No entanto, ao lermos o Evangelho de João, nos deparamos inúmeras vezes com um recurso que contrapõe completamente com esta mentalidade: a metáfora. No decorrer do livro, Jesus afirma ser “o pão da vida” (João 6:35), “a luz do mundo” (João 8:12), “a porta” (João 10:9), “o caminho” (João 14:6), “a videira”(João 15:1), dentre outras coisas.

Curioso é que apresentar Jesus como pão, luz, porta, caminho ou videira, não causa confusão em nossa mente. Apesar de uma videira implicar em terrenos, proporções, tipos de galhos, tipos de folhas, etc, sabemos que, aqui, o uso da palavra é metafórico. Ela é e não é o que designa.

A metáfora funciona como um convite. Um convite para imaginar a relação entre o visível e o invisível. Percebemos que existe mais do que podemos ver, ouvir, tocar, ou provar. Ainda assim, os dois aspectos, visível e invisível, são indivisíveis. Afinal, em uma única palavra a metáfora transmite a integralidade entre o que se vê e o que se não vê, entre o céu e a terra. Ela é uma tensão entre o que a palavra denota e o que ela conota. Por meio da metáfora, a palavra, levando o leitor/ouvinte como acompanhante, é lançada a outro domínio de significados singulares. Normalmente vemos a palavra tendo a utilidade de um rótulo. No entanto, quando usada como metáfora, a palavra irrompe, ganha vida. Não consigo mais entender a palavra consultando-a num léxico, pois ela já não é ela mesma. Está viva, em movimento, e convidando-me a participar do significado.

Contudo, além de ser uma testemunha lexical da transcendência, a metáfora faz de mim um participante tanto no ato de criar significado como no de entrar na ação da palavra. Quando os escritores bíblicos usam de metáforas, nos envolvemos com DEUS, muitas vezes sem o saber ou até sem o desejar.

Porque Jesus usava metáforas? Porque a Bíblia possui tantas metáforas?

Porque a metáfora não é algo preciso. Se o interesse de Jesus fosse a precisão Ele certamente não sairia por aí dizendo coisas como: “Eu sou a videira; vocês são os ramos (João 15:5). A metáfora exige participação. E isto a torna completamente pessoal.
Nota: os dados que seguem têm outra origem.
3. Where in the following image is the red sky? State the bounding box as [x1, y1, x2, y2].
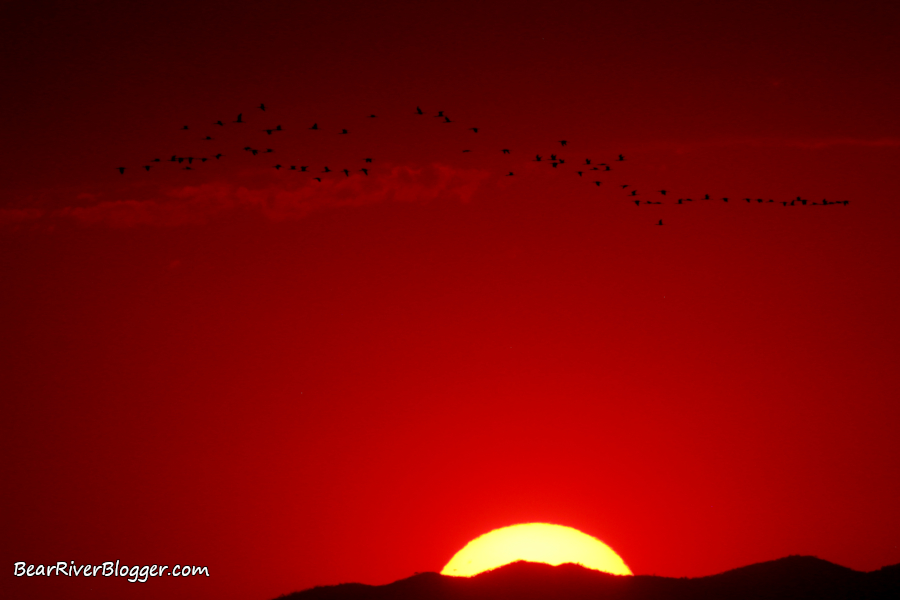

Quando Jesus diz: “Eu sou a luz” (João 8:12), nossa imaginação começa a funcionar. Forma-se um quadro em nossa mente, as associações vêm à tona, e tudo ganha vida. A metáfora enraíza em nossa consciência e começa a contar uma história que nos envolve. Desta forma se torna difícil continuarmos como meros espectadores, gelidamente assistindo à ação. A metáfora nos leva a uma participação.

Muitos, em seu compromisso por manter a verdade exata e se manter separados do “mundo”, usam uma linguagem impessoal e controlada. Jesus –não menos comprometido com a verdade e não menos preocupado com os perigos que nos assaltam– usou uma linguagem intensamente pessoal, relacional e participativa.

Ele usou de metáforas que nos importunam para percebermos que estamos envolvidos numa trama inteiramente pessoal que nos envolve na ação.

Assim, o melhor Caminho para escolher palavras, é a Palavra.